Bodley's Librarian, Bodleian Library, University of Oxford
- In office 1966–1979

Personal details
- Born: 25 November 1919 Todmorden, West Riding of Yorkshire, England
- Died: 9 September 1986 (aged 66)
- Occupation: Philologist, librarian

= Robert Shackleton =

British linguist and librarian (1919–1986)

Robert Shackleton CBE (25 November 1919 - 9 September 1986) was an English French language philologist and librarian.

Shackleton was born in Todmorden, West Riding of Yorkshire. He was educated at Oriel College, Oxford, and taught French at Brasenose College, Oxford, from 1946 to 1966. He also served as college librarian from 1948 to 1966.

From 1966 to 1979 he served as Bodley's Librarian, the director of the Bodleian Library. In 1983-84 he held the Lyell Readership in Bibliography and lectured on "The Bibliographical History of Montesquieu."

From 1979 to 1986 he was Marshal Foch Professor of French Literature at the university, a position that carried with it a Fellowship at All Souls College, Oxford.

He was appointed a Commander of the Order of the British Empire (CBE) in 1986.

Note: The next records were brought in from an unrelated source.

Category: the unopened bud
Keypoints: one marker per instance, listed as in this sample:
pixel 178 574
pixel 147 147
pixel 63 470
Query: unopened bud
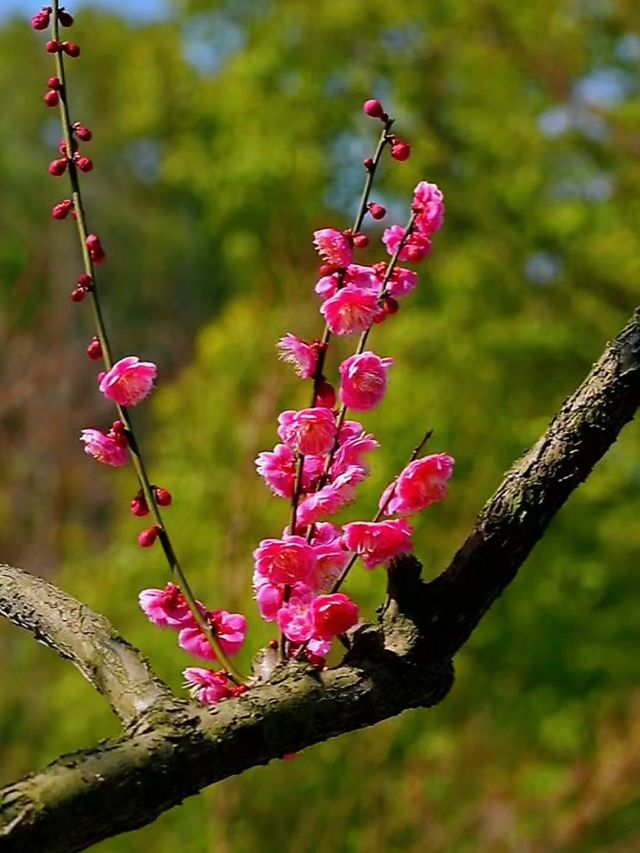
pixel 94 350
pixel 400 150
pixel 163 497
pixel 70 48
pixel 62 209
pixel 373 108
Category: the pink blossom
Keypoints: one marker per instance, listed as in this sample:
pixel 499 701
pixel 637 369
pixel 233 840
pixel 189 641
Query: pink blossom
pixel 352 309
pixel 166 608
pixel 355 274
pixel 129 381
pixel 332 497
pixel 309 431
pixel 285 561
pixel 428 202
pixel 333 615
pixel 378 542
pixel 364 380
pixel 352 450
pixel 303 356
pixel 333 247
pixel 207 686
pixel 278 468
pixel 228 628
pixel 416 248
pixel 108 449
pixel 422 483
pixel 295 620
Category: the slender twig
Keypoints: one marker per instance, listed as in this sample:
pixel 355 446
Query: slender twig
pixel 123 414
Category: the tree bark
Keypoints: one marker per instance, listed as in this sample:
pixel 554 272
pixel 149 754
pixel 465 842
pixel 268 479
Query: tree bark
pixel 175 748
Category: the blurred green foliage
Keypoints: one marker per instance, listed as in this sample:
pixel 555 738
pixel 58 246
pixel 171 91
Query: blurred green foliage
pixel 223 136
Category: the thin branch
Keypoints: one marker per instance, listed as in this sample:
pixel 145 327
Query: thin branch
pixel 123 784
pixel 87 639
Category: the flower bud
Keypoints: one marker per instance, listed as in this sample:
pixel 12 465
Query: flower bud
pixel 139 506
pixel 82 132
pixel 40 20
pixel 377 211
pixel 62 209
pixel 149 536
pixel 70 48
pixel 85 164
pixel 400 150
pixel 373 108
pixel 94 350
pixel 58 167
pixel 163 497
pixel 52 99
pixel 66 20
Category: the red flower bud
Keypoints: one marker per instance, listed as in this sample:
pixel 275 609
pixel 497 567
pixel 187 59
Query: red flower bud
pixel 149 536
pixel 377 211
pixel 40 20
pixel 94 351
pixel 66 20
pixel 62 209
pixel 139 506
pixel 70 48
pixel 84 163
pixel 400 150
pixel 57 167
pixel 82 132
pixel 373 108
pixel 163 497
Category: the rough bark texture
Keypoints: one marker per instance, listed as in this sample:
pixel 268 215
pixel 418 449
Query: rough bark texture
pixel 175 748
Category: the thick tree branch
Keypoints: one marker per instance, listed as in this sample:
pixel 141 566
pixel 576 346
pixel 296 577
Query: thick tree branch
pixel 56 619
pixel 126 783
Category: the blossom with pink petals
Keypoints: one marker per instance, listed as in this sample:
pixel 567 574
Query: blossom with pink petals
pixel 422 483
pixel 303 356
pixel 207 686
pixel 278 468
pixel 308 431
pixel 428 203
pixel 364 380
pixel 285 561
pixel 228 628
pixel 351 309
pixel 355 274
pixel 352 450
pixel 332 497
pixel 378 542
pixel 416 248
pixel 129 381
pixel 333 615
pixel 108 449
pixel 166 608
pixel 333 247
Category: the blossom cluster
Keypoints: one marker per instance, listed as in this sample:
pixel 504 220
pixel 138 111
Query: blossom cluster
pixel 322 455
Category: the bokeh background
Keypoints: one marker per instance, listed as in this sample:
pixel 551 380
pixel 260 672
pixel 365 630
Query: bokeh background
pixel 225 132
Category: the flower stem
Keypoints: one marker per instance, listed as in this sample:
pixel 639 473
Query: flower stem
pixel 123 414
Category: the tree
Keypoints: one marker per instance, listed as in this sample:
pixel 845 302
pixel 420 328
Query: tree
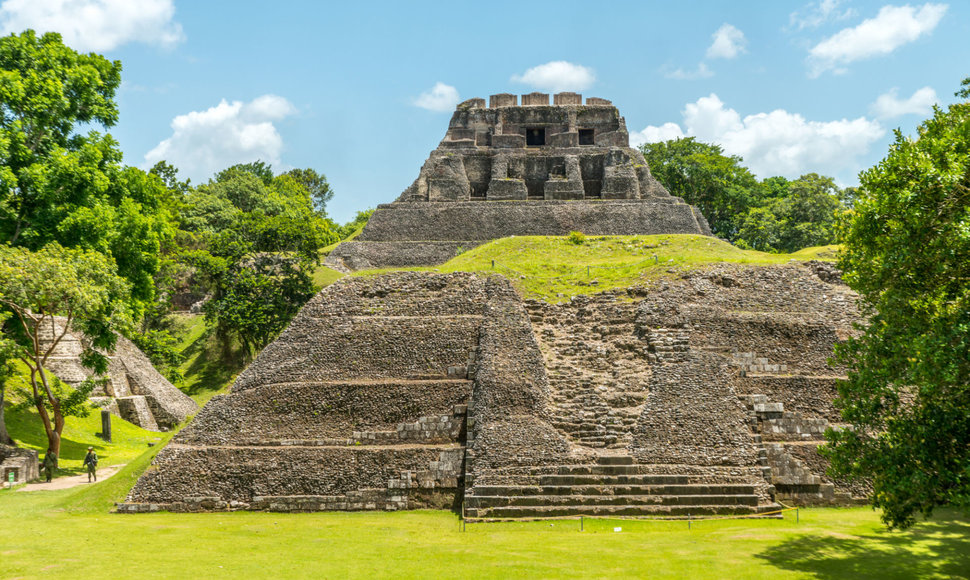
pixel 907 254
pixel 7 355
pixel 717 184
pixel 50 292
pixel 316 184
pixel 259 242
pixel 46 89
pixel 810 212
pixel 357 224
pixel 59 185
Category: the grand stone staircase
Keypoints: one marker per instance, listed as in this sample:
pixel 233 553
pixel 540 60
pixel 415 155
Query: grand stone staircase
pixel 613 486
pixel 597 373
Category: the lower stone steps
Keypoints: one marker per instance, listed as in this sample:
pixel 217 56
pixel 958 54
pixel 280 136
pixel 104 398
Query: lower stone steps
pixel 615 490
pixel 601 479
pixel 609 500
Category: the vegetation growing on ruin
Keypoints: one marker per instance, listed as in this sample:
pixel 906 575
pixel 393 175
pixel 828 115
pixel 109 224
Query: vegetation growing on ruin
pixel 772 215
pixel 555 269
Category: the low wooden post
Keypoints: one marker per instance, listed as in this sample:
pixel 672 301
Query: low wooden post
pixel 106 425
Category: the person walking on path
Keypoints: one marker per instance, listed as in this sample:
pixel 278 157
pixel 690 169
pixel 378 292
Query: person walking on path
pixel 91 462
pixel 50 460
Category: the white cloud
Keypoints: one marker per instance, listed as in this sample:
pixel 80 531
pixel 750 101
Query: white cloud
pixel 204 142
pixel 775 143
pixel 558 76
pixel 95 25
pixel 888 105
pixel 816 14
pixel 893 27
pixel 728 42
pixel 441 97
pixel 702 72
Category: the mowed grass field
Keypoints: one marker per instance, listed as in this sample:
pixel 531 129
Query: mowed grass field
pixel 71 533
pixel 555 269
pixel 40 539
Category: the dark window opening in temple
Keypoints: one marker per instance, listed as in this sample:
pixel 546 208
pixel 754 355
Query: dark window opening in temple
pixel 535 137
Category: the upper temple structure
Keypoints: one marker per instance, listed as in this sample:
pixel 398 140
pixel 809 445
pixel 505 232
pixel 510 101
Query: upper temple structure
pixel 526 168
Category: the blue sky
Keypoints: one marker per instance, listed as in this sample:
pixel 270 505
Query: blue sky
pixel 791 87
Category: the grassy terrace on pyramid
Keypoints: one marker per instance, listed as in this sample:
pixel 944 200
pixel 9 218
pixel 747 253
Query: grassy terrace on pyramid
pixel 703 391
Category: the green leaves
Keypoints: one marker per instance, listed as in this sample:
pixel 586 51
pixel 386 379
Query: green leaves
pixel 775 215
pixel 907 253
pixel 60 186
pixel 259 239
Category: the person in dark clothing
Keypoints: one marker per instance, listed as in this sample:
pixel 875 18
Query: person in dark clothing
pixel 50 460
pixel 91 462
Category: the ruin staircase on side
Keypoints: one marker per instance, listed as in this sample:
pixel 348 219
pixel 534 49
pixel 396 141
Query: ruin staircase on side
pixel 614 486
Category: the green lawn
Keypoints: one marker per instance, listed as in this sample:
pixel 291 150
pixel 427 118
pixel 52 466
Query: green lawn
pixel 554 269
pixel 40 537
pixel 128 440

He was a bibliophile who amassed a considerable collection of books relating to the Enlightenment, much of which is now in the John Rylands Library in Manchester. He also bequeathed a collection of c.1,000 volumes concerning Charles de Secondat, Baron de Montesquieu (1689–1755) to the Bodleian Library. He is the author of Montesquieu: A Critical Biography a standard introduction to Montesquieu's life and thought as well as to the historical and intellectual background.